Wien
Später Blick auf hohe Häuser
Erstmals wird das Wien-Mitte-Modell öffentlich gezeigt
Wien - Manchmal tut sich
auch ein Stadtrat schwer, die
Logik tagespolitischen Hickhacks (Sommerloch!) zu verstehen. Dass etwa Neo-VP-Obmann Alfred Finz vor wenigen Tagen Kritik an der
Baubewilligung für den
Hochhauskomplex über
Wien-Mitte äußerte, kann
Planungsstadtrat Rudolf Schicker (SP) nicht ganz nachvollziehen: "Flächenwidmung
und der Fluchtlinienbescheid
geben dem Eigentümer das
Recht zu bauen - beides
stammt aus dem Jahr 2000",
erklärte Schicker Mittwoch
anlässlich der Eröffnung der
Ausstellung "Wien Mitte -
gestern-heute-morgen", die
erstmals das Projekt über dem
zentralen Umsteigebahnhof
öffentlich zeigt.
"Damals", so Schicker,
"hieß der zuständige Planungsstadtrat Bernhard
Görg." Und der war bis vor
wenigen Wochen Chef der
Wiener ÖVP. "Das Recht rührt
von 2000 her, der nun erteilte
Baubescheid ist nur die
Pflichtübung dazu", präzisierte Schicker.

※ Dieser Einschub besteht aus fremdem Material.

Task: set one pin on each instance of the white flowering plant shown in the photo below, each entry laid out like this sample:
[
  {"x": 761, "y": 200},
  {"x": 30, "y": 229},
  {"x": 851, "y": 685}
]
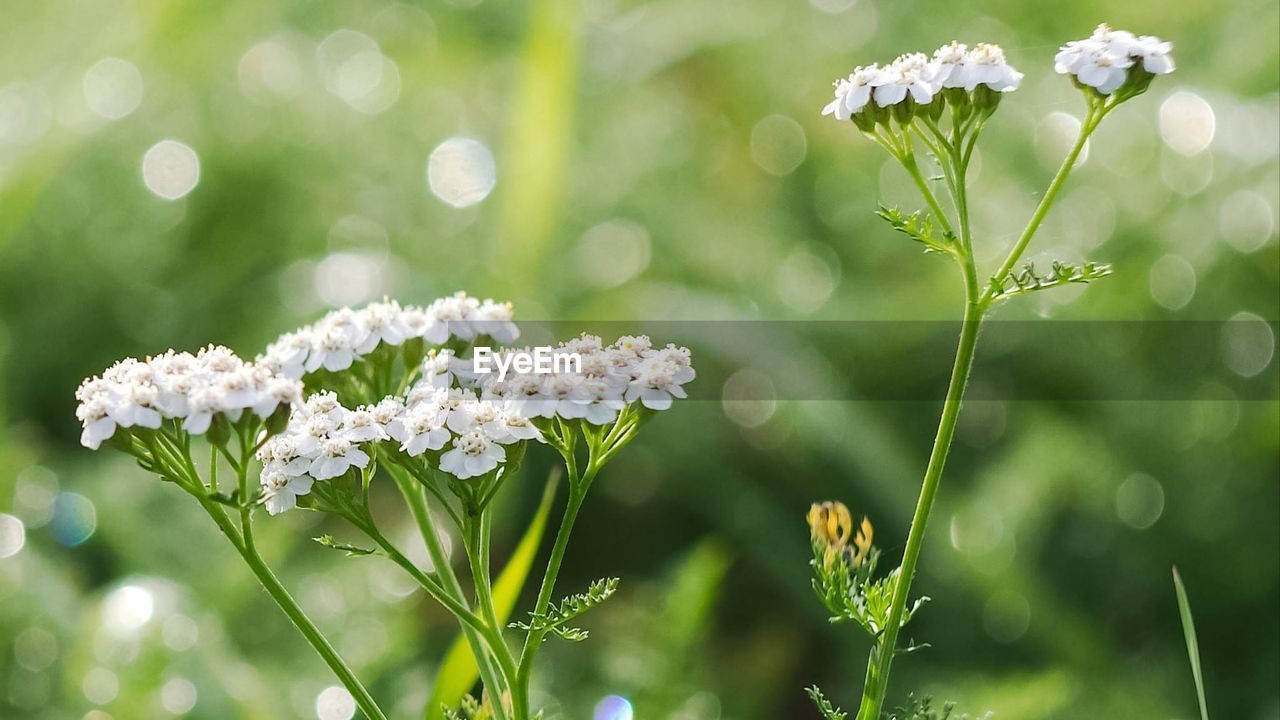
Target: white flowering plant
[
  {"x": 389, "y": 393},
  {"x": 940, "y": 105}
]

Dass nun wieder Forderungen nach einer Änderung des
Projektes laut werden, entspricht aber durchaus dem
Muster (kommunal-)politisch
üblicher "Diskurs"-Mechanismen: Am nächsten Tag ist
es ohnehin wieder vergessen.
Wenig Transparenz
Freilich: Allzu schwer hat
es der Projektbetreiber - die
Bank-Austria-Immobilientochter BAI - den Gegnern des
Wien-Mitte-Projektes nicht
gemacht, Ressentiments gegen die bis zu 97 Meter hohen
Türme über dem "Sauhaufen"
(© Michael Häupl) zu schüren. Während anderswo - etwa bei U-Bahn-Projekten -
schon lange vor der Flächenwidmung neben moderierten Diskussionsprozessen auch
Modelle, Pläne und Varianten
der geplanten Bauten öffentlich präsentiert werden, habe
- so Schicker - "der Bauträger
hier leider allergrößte Zurückhaltung" geübt.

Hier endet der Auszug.